Der Stimmungseinbruch im zweiten Quartal betraf alle Assetklassen gleichermaßen. Am härtesten traf es dabei den Wohnimmobiliensektor: Der Situationsindikator brach hier um 66,7 Punkte ein, die Erwartungshaltung ist mit einem Minus in Höhe von 54,2 Punkten betroffen.

Relativ moderat hat es dagegen den Hotelsektor erwischt, welcher aber aus einem bereits anspruchsvolleren Finanzierungsniveau kommt. Insbesondere bei der Beurteilung der kommenden sechs Monate kommen Hotels mit einem blauen Auge davon: Die Einschätzung verschlechterte sich lediglich um 13,7 Punkte. „Dennoch sind gerade Finanzierungen von Hotelimmobilien aktuell als sehr herausfordernd zu bezeichnen“, betont Wagner. Die abrupte Verschlechterung am Wohnfinanzierungsmarkt sollte seiner Ansicht nach wiederum nicht überbewertet werden: „In diesem Marktsegment finden nach wie vor Finanzierungsgeber und -nehmer zusammen, sodass dem Wohnsektor ein höheres Niveau beizumessen ist.“

Für Hotelfinanzierungen verlangen Banken die höchsten Risikoaufschläge

Das wird unter anderem durch die Preisgestaltung der Kreditgeber belegt. Von allen Assetklassen finden sich bei Wohnimmobilien nach wie vor die niedrigsten Margen – auch wenn sie im Vergleich zum vierten Quartal 2021 den höchsten Anstieg verzeichneten. Im Schnitt verlangen Banken für Core-Produkte eine Marge von 112 Basispunkten und für Value-add-Produkte 162 Basispunkte. Am meisten schlagen Banken bei Hotelfinanzierungen drauf: für Core-Objekte sind es 213 Basispunkte, im Value-add-Segment liegt die Kreditmarge bei 271 Basispunkten.
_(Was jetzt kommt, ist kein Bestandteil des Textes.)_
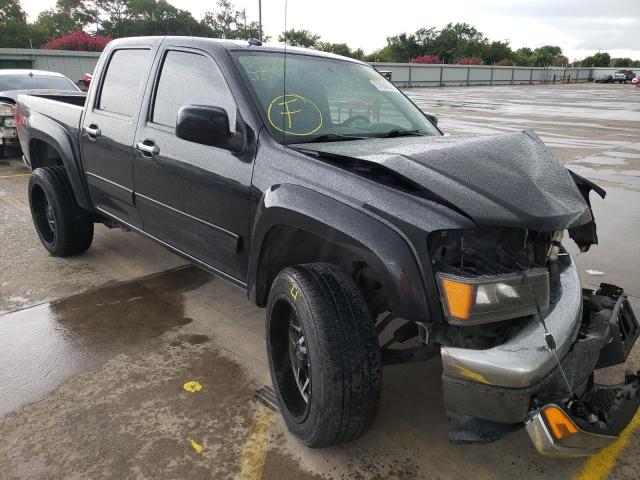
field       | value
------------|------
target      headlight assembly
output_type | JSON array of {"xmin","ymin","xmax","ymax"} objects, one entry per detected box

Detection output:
[
  {"xmin": 437, "ymin": 268, "xmax": 550, "ymax": 325},
  {"xmin": 0, "ymin": 102, "xmax": 14, "ymax": 116}
]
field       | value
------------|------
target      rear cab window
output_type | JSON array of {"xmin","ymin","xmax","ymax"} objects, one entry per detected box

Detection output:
[{"xmin": 97, "ymin": 49, "xmax": 153, "ymax": 117}]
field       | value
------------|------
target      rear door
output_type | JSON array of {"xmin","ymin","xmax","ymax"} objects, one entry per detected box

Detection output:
[
  {"xmin": 80, "ymin": 44, "xmax": 156, "ymax": 227},
  {"xmin": 133, "ymin": 45, "xmax": 253, "ymax": 283}
]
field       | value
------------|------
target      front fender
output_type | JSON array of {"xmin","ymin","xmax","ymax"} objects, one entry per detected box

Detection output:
[{"xmin": 247, "ymin": 183, "xmax": 431, "ymax": 322}]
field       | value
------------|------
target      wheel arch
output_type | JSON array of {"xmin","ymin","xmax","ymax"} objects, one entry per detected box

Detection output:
[
  {"xmin": 26, "ymin": 116, "xmax": 93, "ymax": 211},
  {"xmin": 247, "ymin": 184, "xmax": 431, "ymax": 322}
]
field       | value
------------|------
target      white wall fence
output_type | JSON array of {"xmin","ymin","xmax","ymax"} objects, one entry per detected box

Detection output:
[
  {"xmin": 1, "ymin": 48, "xmax": 631, "ymax": 88},
  {"xmin": 371, "ymin": 63, "xmax": 597, "ymax": 87},
  {"xmin": 0, "ymin": 48, "xmax": 100, "ymax": 83}
]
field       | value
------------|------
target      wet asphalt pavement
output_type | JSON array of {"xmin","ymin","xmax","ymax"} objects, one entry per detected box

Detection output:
[{"xmin": 1, "ymin": 83, "xmax": 639, "ymax": 479}]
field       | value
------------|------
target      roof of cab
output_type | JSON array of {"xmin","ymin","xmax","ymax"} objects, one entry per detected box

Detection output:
[{"xmin": 108, "ymin": 36, "xmax": 367, "ymax": 65}]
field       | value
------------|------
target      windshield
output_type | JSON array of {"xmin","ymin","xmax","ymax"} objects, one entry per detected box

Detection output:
[
  {"xmin": 0, "ymin": 74, "xmax": 78, "ymax": 92},
  {"xmin": 233, "ymin": 51, "xmax": 439, "ymax": 143}
]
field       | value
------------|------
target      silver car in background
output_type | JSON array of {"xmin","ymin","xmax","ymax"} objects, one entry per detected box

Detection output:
[{"xmin": 0, "ymin": 70, "xmax": 81, "ymax": 157}]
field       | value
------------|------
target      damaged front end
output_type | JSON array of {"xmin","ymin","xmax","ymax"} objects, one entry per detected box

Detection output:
[
  {"xmin": 431, "ymin": 228, "xmax": 640, "ymax": 456},
  {"xmin": 525, "ymin": 284, "xmax": 640, "ymax": 456},
  {"xmin": 295, "ymin": 130, "xmax": 637, "ymax": 455}
]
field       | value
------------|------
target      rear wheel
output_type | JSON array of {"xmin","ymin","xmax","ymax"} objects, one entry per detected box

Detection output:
[
  {"xmin": 28, "ymin": 166, "xmax": 93, "ymax": 256},
  {"xmin": 266, "ymin": 263, "xmax": 382, "ymax": 447}
]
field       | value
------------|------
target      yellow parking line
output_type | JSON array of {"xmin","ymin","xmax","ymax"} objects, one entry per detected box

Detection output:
[
  {"xmin": 236, "ymin": 404, "xmax": 275, "ymax": 480},
  {"xmin": 572, "ymin": 410, "xmax": 640, "ymax": 480},
  {"xmin": 0, "ymin": 173, "xmax": 30, "ymax": 179}
]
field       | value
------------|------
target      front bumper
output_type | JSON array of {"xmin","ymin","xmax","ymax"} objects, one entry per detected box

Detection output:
[
  {"xmin": 442, "ymin": 260, "xmax": 583, "ymax": 389},
  {"xmin": 442, "ymin": 267, "xmax": 639, "ymax": 456}
]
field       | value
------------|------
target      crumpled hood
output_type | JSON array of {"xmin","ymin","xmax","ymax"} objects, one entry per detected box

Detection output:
[{"xmin": 295, "ymin": 131, "xmax": 592, "ymax": 231}]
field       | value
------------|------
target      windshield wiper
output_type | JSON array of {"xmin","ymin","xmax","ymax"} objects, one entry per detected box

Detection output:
[
  {"xmin": 307, "ymin": 133, "xmax": 368, "ymax": 143},
  {"xmin": 375, "ymin": 128, "xmax": 425, "ymax": 138}
]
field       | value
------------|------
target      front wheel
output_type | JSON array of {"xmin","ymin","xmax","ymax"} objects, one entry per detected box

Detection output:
[{"xmin": 266, "ymin": 263, "xmax": 382, "ymax": 447}]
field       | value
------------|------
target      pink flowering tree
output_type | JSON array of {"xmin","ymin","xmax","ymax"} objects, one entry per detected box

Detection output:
[
  {"xmin": 411, "ymin": 55, "xmax": 442, "ymax": 64},
  {"xmin": 42, "ymin": 31, "xmax": 112, "ymax": 52}
]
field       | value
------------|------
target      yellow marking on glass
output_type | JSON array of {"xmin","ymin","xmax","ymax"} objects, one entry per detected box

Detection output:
[
  {"xmin": 267, "ymin": 94, "xmax": 323, "ymax": 136},
  {"xmin": 278, "ymin": 98, "xmax": 302, "ymax": 129},
  {"xmin": 183, "ymin": 380, "xmax": 203, "ymax": 393}
]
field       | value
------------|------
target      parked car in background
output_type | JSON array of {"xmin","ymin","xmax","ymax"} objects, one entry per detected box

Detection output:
[
  {"xmin": 633, "ymin": 76, "xmax": 640, "ymax": 86},
  {"xmin": 613, "ymin": 69, "xmax": 636, "ymax": 83},
  {"xmin": 594, "ymin": 74, "xmax": 613, "ymax": 83},
  {"xmin": 0, "ymin": 70, "xmax": 82, "ymax": 157}
]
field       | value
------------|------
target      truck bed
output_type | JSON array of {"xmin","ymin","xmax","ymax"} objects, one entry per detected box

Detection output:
[{"xmin": 16, "ymin": 93, "xmax": 87, "ymax": 198}]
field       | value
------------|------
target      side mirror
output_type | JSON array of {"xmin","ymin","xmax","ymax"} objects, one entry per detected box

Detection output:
[
  {"xmin": 425, "ymin": 112, "xmax": 438, "ymax": 127},
  {"xmin": 176, "ymin": 105, "xmax": 234, "ymax": 150}
]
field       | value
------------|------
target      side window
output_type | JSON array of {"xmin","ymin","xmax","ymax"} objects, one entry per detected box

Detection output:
[
  {"xmin": 98, "ymin": 49, "xmax": 152, "ymax": 116},
  {"xmin": 152, "ymin": 50, "xmax": 237, "ymax": 132}
]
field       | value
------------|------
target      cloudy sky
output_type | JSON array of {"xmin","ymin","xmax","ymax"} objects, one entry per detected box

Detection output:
[{"xmin": 22, "ymin": 0, "xmax": 640, "ymax": 61}]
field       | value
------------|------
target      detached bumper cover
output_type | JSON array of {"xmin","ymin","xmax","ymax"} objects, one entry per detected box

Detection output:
[
  {"xmin": 525, "ymin": 287, "xmax": 640, "ymax": 456},
  {"xmin": 527, "ymin": 373, "xmax": 640, "ymax": 456},
  {"xmin": 443, "ymin": 274, "xmax": 640, "ymax": 456}
]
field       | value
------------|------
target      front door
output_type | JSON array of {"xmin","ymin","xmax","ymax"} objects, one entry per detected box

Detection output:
[
  {"xmin": 81, "ymin": 46, "xmax": 155, "ymax": 227},
  {"xmin": 133, "ymin": 47, "xmax": 253, "ymax": 283}
]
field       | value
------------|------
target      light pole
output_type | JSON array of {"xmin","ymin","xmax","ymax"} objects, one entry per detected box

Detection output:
[{"xmin": 258, "ymin": 0, "xmax": 262, "ymax": 41}]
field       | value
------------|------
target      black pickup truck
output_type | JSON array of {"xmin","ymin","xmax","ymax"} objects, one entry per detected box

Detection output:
[{"xmin": 16, "ymin": 36, "xmax": 640, "ymax": 455}]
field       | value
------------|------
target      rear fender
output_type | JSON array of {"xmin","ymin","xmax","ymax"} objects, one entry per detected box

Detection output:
[{"xmin": 25, "ymin": 112, "xmax": 92, "ymax": 211}]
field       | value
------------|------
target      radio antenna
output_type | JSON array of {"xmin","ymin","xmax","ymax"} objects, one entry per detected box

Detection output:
[{"xmin": 282, "ymin": 0, "xmax": 288, "ymax": 143}]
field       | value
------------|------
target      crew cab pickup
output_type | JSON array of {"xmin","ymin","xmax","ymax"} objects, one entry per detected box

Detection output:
[{"xmin": 16, "ymin": 36, "xmax": 639, "ymax": 456}]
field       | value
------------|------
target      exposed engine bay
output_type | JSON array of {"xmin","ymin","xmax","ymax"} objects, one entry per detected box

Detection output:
[
  {"xmin": 427, "ymin": 227, "xmax": 560, "ymax": 349},
  {"xmin": 429, "ymin": 227, "xmax": 550, "ymax": 277}
]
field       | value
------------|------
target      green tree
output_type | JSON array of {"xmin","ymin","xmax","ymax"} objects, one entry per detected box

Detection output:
[
  {"xmin": 95, "ymin": 0, "xmax": 127, "ymax": 25},
  {"xmin": 202, "ymin": 0, "xmax": 262, "ymax": 40},
  {"xmin": 531, "ymin": 45, "xmax": 564, "ymax": 66},
  {"xmin": 512, "ymin": 48, "xmax": 534, "ymax": 66},
  {"xmin": 0, "ymin": 0, "xmax": 25, "ymax": 22},
  {"xmin": 278, "ymin": 29, "xmax": 320, "ymax": 48},
  {"xmin": 316, "ymin": 42, "xmax": 364, "ymax": 59},
  {"xmin": 364, "ymin": 50, "xmax": 390, "ymax": 62},
  {"xmin": 482, "ymin": 40, "xmax": 511, "ymax": 64},
  {"xmin": 611, "ymin": 58, "xmax": 632, "ymax": 67},
  {"xmin": 431, "ymin": 23, "xmax": 487, "ymax": 63},
  {"xmin": 98, "ymin": 0, "xmax": 211, "ymax": 37},
  {"xmin": 0, "ymin": 20, "xmax": 49, "ymax": 48},
  {"xmin": 579, "ymin": 52, "xmax": 611, "ymax": 67},
  {"xmin": 379, "ymin": 33, "xmax": 421, "ymax": 62},
  {"xmin": 35, "ymin": 0, "xmax": 96, "ymax": 38}
]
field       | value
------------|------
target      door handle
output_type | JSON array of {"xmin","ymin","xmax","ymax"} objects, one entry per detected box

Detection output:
[
  {"xmin": 135, "ymin": 140, "xmax": 159, "ymax": 157},
  {"xmin": 84, "ymin": 124, "xmax": 101, "ymax": 138}
]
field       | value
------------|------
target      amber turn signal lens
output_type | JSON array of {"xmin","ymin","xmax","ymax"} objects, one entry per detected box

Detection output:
[
  {"xmin": 543, "ymin": 405, "xmax": 578, "ymax": 441},
  {"xmin": 441, "ymin": 278, "xmax": 474, "ymax": 320}
]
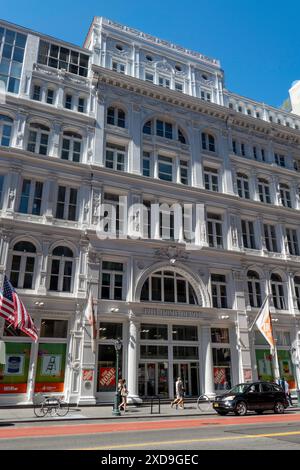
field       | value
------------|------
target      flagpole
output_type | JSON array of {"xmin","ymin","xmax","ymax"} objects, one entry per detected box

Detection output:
[{"xmin": 269, "ymin": 308, "xmax": 280, "ymax": 381}]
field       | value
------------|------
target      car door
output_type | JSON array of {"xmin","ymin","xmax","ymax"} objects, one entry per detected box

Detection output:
[
  {"xmin": 261, "ymin": 382, "xmax": 275, "ymax": 409},
  {"xmin": 245, "ymin": 383, "xmax": 262, "ymax": 410}
]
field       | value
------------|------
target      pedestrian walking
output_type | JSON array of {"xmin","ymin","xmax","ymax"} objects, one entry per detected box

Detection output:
[
  {"xmin": 119, "ymin": 379, "xmax": 129, "ymax": 412},
  {"xmin": 284, "ymin": 379, "xmax": 293, "ymax": 407},
  {"xmin": 171, "ymin": 377, "xmax": 185, "ymax": 409}
]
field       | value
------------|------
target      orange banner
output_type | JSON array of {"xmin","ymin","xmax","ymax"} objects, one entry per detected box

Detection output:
[
  {"xmin": 0, "ymin": 383, "xmax": 28, "ymax": 394},
  {"xmin": 34, "ymin": 383, "xmax": 64, "ymax": 393}
]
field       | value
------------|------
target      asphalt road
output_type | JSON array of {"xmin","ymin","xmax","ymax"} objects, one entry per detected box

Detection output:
[{"xmin": 0, "ymin": 413, "xmax": 300, "ymax": 450}]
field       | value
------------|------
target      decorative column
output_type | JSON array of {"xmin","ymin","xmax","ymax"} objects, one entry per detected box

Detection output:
[
  {"xmin": 0, "ymin": 229, "xmax": 11, "ymax": 285},
  {"xmin": 131, "ymin": 103, "xmax": 142, "ymax": 174},
  {"xmin": 201, "ymin": 326, "xmax": 215, "ymax": 397},
  {"xmin": 127, "ymin": 312, "xmax": 142, "ymax": 404},
  {"xmin": 50, "ymin": 120, "xmax": 62, "ymax": 158}
]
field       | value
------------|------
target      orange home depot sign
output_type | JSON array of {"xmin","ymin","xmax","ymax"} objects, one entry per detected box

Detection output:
[
  {"xmin": 99, "ymin": 367, "xmax": 116, "ymax": 388},
  {"xmin": 214, "ymin": 367, "xmax": 226, "ymax": 384},
  {"xmin": 82, "ymin": 369, "xmax": 93, "ymax": 382},
  {"xmin": 0, "ymin": 383, "xmax": 27, "ymax": 394},
  {"xmin": 34, "ymin": 383, "xmax": 64, "ymax": 393}
]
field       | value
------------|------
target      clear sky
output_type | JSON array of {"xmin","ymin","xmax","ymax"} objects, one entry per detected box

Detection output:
[{"xmin": 1, "ymin": 0, "xmax": 299, "ymax": 108}]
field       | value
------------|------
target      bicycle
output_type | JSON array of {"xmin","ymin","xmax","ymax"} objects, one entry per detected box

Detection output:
[
  {"xmin": 33, "ymin": 394, "xmax": 70, "ymax": 418},
  {"xmin": 197, "ymin": 394, "xmax": 213, "ymax": 412}
]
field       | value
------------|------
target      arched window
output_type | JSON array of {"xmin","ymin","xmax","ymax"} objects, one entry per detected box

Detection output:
[
  {"xmin": 201, "ymin": 132, "xmax": 215, "ymax": 152},
  {"xmin": 271, "ymin": 273, "xmax": 286, "ymax": 310},
  {"xmin": 10, "ymin": 241, "xmax": 37, "ymax": 289},
  {"xmin": 140, "ymin": 270, "xmax": 198, "ymax": 305},
  {"xmin": 49, "ymin": 246, "xmax": 74, "ymax": 292},
  {"xmin": 143, "ymin": 120, "xmax": 152, "ymax": 135},
  {"xmin": 142, "ymin": 119, "xmax": 187, "ymax": 144},
  {"xmin": 0, "ymin": 114, "xmax": 13, "ymax": 146},
  {"xmin": 107, "ymin": 107, "xmax": 125, "ymax": 128},
  {"xmin": 61, "ymin": 131, "xmax": 82, "ymax": 162},
  {"xmin": 247, "ymin": 271, "xmax": 262, "ymax": 308},
  {"xmin": 27, "ymin": 123, "xmax": 50, "ymax": 155}
]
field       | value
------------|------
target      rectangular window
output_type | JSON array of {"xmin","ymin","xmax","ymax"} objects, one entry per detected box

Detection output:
[
  {"xmin": 213, "ymin": 348, "xmax": 232, "ymax": 390},
  {"xmin": 78, "ymin": 97, "xmax": 85, "ymax": 113},
  {"xmin": 40, "ymin": 319, "xmax": 68, "ymax": 338},
  {"xmin": 286, "ymin": 228, "xmax": 299, "ymax": 256},
  {"xmin": 172, "ymin": 325, "xmax": 198, "ymax": 341},
  {"xmin": 99, "ymin": 322, "xmax": 123, "ymax": 340},
  {"xmin": 204, "ymin": 167, "xmax": 219, "ymax": 192},
  {"xmin": 173, "ymin": 346, "xmax": 198, "ymax": 359},
  {"xmin": 274, "ymin": 153, "xmax": 286, "ymax": 167},
  {"xmin": 0, "ymin": 28, "xmax": 27, "ymax": 94},
  {"xmin": 264, "ymin": 224, "xmax": 278, "ymax": 252},
  {"xmin": 242, "ymin": 220, "xmax": 256, "ymax": 249},
  {"xmin": 180, "ymin": 160, "xmax": 188, "ymax": 185},
  {"xmin": 211, "ymin": 328, "xmax": 230, "ymax": 343},
  {"xmin": 158, "ymin": 76, "xmax": 170, "ymax": 89},
  {"xmin": 18, "ymin": 179, "xmax": 43, "ymax": 216},
  {"xmin": 140, "ymin": 345, "xmax": 168, "ymax": 359},
  {"xmin": 158, "ymin": 155, "xmax": 173, "ymax": 182},
  {"xmin": 55, "ymin": 186, "xmax": 77, "ymax": 221},
  {"xmin": 38, "ymin": 40, "xmax": 89, "ymax": 77},
  {"xmin": 211, "ymin": 274, "xmax": 227, "ymax": 308},
  {"xmin": 236, "ymin": 174, "xmax": 250, "ymax": 199},
  {"xmin": 258, "ymin": 179, "xmax": 271, "ymax": 204},
  {"xmin": 46, "ymin": 88, "xmax": 54, "ymax": 104},
  {"xmin": 101, "ymin": 261, "xmax": 123, "ymax": 300},
  {"xmin": 207, "ymin": 213, "xmax": 223, "ymax": 248},
  {"xmin": 103, "ymin": 193, "xmax": 125, "ymax": 235},
  {"xmin": 145, "ymin": 72, "xmax": 154, "ymax": 82},
  {"xmin": 142, "ymin": 151, "xmax": 151, "ymax": 177},
  {"xmin": 140, "ymin": 324, "xmax": 168, "ymax": 341},
  {"xmin": 105, "ymin": 144, "xmax": 126, "ymax": 172},
  {"xmin": 175, "ymin": 82, "xmax": 183, "ymax": 92},
  {"xmin": 32, "ymin": 85, "xmax": 41, "ymax": 101},
  {"xmin": 65, "ymin": 94, "xmax": 72, "ymax": 110},
  {"xmin": 112, "ymin": 62, "xmax": 125, "ymax": 74}
]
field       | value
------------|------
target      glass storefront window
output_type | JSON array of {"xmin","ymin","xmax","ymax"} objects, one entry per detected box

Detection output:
[
  {"xmin": 99, "ymin": 322, "xmax": 123, "ymax": 340},
  {"xmin": 97, "ymin": 344, "xmax": 122, "ymax": 392},
  {"xmin": 140, "ymin": 324, "xmax": 168, "ymax": 340},
  {"xmin": 138, "ymin": 363, "xmax": 168, "ymax": 397},
  {"xmin": 213, "ymin": 347, "xmax": 231, "ymax": 391},
  {"xmin": 172, "ymin": 325, "xmax": 198, "ymax": 341},
  {"xmin": 140, "ymin": 345, "xmax": 168, "ymax": 359},
  {"xmin": 211, "ymin": 328, "xmax": 229, "ymax": 344},
  {"xmin": 173, "ymin": 346, "xmax": 198, "ymax": 359},
  {"xmin": 34, "ymin": 343, "xmax": 67, "ymax": 393},
  {"xmin": 0, "ymin": 343, "xmax": 31, "ymax": 394},
  {"xmin": 40, "ymin": 319, "xmax": 68, "ymax": 338},
  {"xmin": 275, "ymin": 331, "xmax": 291, "ymax": 346}
]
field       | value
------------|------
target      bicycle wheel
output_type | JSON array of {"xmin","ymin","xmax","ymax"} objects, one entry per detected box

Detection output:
[
  {"xmin": 197, "ymin": 394, "xmax": 212, "ymax": 412},
  {"xmin": 55, "ymin": 401, "xmax": 70, "ymax": 417},
  {"xmin": 34, "ymin": 402, "xmax": 47, "ymax": 418}
]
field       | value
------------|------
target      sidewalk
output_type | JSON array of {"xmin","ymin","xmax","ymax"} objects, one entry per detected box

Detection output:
[{"xmin": 0, "ymin": 402, "xmax": 300, "ymax": 425}]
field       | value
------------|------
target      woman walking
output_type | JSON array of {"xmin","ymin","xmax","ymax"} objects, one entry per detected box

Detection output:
[
  {"xmin": 171, "ymin": 377, "xmax": 185, "ymax": 409},
  {"xmin": 119, "ymin": 379, "xmax": 129, "ymax": 412}
]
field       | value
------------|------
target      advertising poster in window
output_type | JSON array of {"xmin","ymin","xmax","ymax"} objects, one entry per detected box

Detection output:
[
  {"xmin": 98, "ymin": 367, "xmax": 116, "ymax": 392},
  {"xmin": 277, "ymin": 350, "xmax": 296, "ymax": 389},
  {"xmin": 255, "ymin": 349, "xmax": 274, "ymax": 382},
  {"xmin": 0, "ymin": 343, "xmax": 31, "ymax": 394},
  {"xmin": 34, "ymin": 343, "xmax": 66, "ymax": 393},
  {"xmin": 213, "ymin": 367, "xmax": 227, "ymax": 390}
]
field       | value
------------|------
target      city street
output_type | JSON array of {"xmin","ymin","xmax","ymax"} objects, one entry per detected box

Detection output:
[{"xmin": 0, "ymin": 410, "xmax": 300, "ymax": 450}]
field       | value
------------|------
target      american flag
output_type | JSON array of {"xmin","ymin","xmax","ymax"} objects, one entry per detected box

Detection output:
[{"xmin": 0, "ymin": 275, "xmax": 38, "ymax": 342}]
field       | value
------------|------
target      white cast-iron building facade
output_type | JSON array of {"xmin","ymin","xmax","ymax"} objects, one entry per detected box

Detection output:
[{"xmin": 0, "ymin": 17, "xmax": 300, "ymax": 404}]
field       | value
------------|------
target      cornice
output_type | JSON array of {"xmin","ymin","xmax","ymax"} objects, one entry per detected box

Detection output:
[{"xmin": 93, "ymin": 65, "xmax": 300, "ymax": 146}]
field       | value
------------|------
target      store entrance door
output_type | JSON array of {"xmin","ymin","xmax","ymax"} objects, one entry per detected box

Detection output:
[
  {"xmin": 173, "ymin": 363, "xmax": 199, "ymax": 397},
  {"xmin": 138, "ymin": 363, "xmax": 168, "ymax": 397}
]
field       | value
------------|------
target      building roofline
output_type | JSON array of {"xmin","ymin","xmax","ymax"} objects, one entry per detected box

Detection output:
[
  {"xmin": 0, "ymin": 17, "xmax": 92, "ymax": 54},
  {"xmin": 84, "ymin": 16, "xmax": 221, "ymax": 68}
]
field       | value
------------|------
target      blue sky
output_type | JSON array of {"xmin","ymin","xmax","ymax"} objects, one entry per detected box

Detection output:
[{"xmin": 1, "ymin": 0, "xmax": 299, "ymax": 108}]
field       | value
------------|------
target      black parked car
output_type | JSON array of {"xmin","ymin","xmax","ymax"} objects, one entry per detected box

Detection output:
[{"xmin": 212, "ymin": 381, "xmax": 289, "ymax": 416}]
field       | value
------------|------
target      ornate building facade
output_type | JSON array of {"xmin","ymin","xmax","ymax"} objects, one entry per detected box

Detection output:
[{"xmin": 0, "ymin": 17, "xmax": 300, "ymax": 404}]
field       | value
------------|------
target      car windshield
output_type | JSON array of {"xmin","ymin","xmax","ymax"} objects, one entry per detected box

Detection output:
[{"xmin": 228, "ymin": 384, "xmax": 250, "ymax": 394}]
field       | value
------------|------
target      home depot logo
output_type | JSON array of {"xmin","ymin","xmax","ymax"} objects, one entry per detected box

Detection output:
[{"xmin": 99, "ymin": 367, "xmax": 116, "ymax": 387}]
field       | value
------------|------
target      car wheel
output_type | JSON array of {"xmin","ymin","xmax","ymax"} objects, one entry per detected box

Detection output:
[
  {"xmin": 216, "ymin": 411, "xmax": 229, "ymax": 416},
  {"xmin": 234, "ymin": 401, "xmax": 247, "ymax": 416},
  {"xmin": 255, "ymin": 410, "xmax": 264, "ymax": 415},
  {"xmin": 274, "ymin": 401, "xmax": 285, "ymax": 414}
]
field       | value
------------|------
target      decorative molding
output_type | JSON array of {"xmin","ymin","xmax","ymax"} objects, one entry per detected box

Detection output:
[{"xmin": 155, "ymin": 245, "xmax": 189, "ymax": 262}]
Ein konträres Bild ergibt sich bei den Kreditausläufen (Loan-to-Values, LTV). So sind die durchschnittlichen LTVs für Wohnimmobilien in den Segmenten Core und Value-add im Vergleich zum vierten Quartal 2021 leicht gefallen, bei allen anderen Immobilienarten dagegen gestiegen. Im Core-Segment liegen sie aktuell zwischen 60 Prozent (Wohnen) und 73 Prozent (Logistik), im Value-add-Segment zwischen 59 Prozent (Wohnen) und 69 Prozent (Logistik). „Während die durchschnittlichen LTVs für Logistikimmobilien seit Beginn der Datenerhebung im zweiten Quartal 2014 niemals höher waren als im zweiten Quartal 2022, erreichen diese für Wohnimmobilien aktuell einen neuen Tiefstand“, sagt Frank Brückbauer vom Department International Finance and Financial Management beim ZEW.

Auch für die Refinanzierungsmärkte haben sich die Einschätzungen zum Teil deutlich verschlechtert. Einzig der Markt für Einlagen konnte sich im zweiten Quartal 2022 beim Ausblick leicht verbessern. Am besten fallen die Einschätzungen für Pfandbriefe aus, die Immobilienaktienmärkte werden am schlechtesten beurteilt. Auffallend ist zudem, dass sich die Banken beim Underwriting, also bei der direkten Kreditvergabe, zurückhalten wollen. Der Antwortensaldo steht hier bei minus 54,4 Punkten. „Banken sind zurzeit äußerst vorsichtig unterwegs und prüfen Finanzierungsanfragen sehr genau. Umso stärker kommen zurzeit alternative Kreditgeber bei der Auswahl der Finanzierungspartner ins Spiel“, erläutert Wagner.